Le huitième de finale entre la République démocratique du Congo et l'Algérie, programmé le 6 janvier à Rabat, s'annonce comme un affrontement de haute intensité, où la maîtrise tactique et la solidité défensive seront les clés du succès.
Les données issues de la phase de groupes et de la préparation des deux équipes dessinent un duel serré, méthodique, typique des matches à élimination directe où l'erreur se paie cash.

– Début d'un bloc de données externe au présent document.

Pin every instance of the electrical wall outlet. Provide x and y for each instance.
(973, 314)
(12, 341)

L'Algérie, avec son bilan quasi-clinique de trois victoires en trois matches, arrive avec confiance, forte de son efficacité offensive et de sa solidité défensive. Les Verts ont affiché la meilleure défense du tournoi ex æquo avec le Maroc, l'Égypte et le Sénégal, et leur animation offensive, portée par Riyad Mahrez et Anis Hadj Moussa, est redoutable.
Cependant, la préparation algérienne révèle aussi une lecture prudente du rendez-vous à venir. Vladimir Petkovic a insisté sur un travail spécifique : les tirs au but, avec des séances prolongées et répétées en fin d'entraînement. Le gardien Luca Zidane a été longuement sollicité, signe que l'Algérie anticipe un match fermé, susceptible de se jouer au-delà des 90 minutes.
En face, la RDC avance avec une autre forme de solidité, axée sur la stabilité défensive et la capacité à contenir des adversaires réputés plus techniques. Axel Tuanzebe a été retenu dans le onze type de la phase de groupes, signe de prestations jugées convaincantes face au Bénin et au Sénégal.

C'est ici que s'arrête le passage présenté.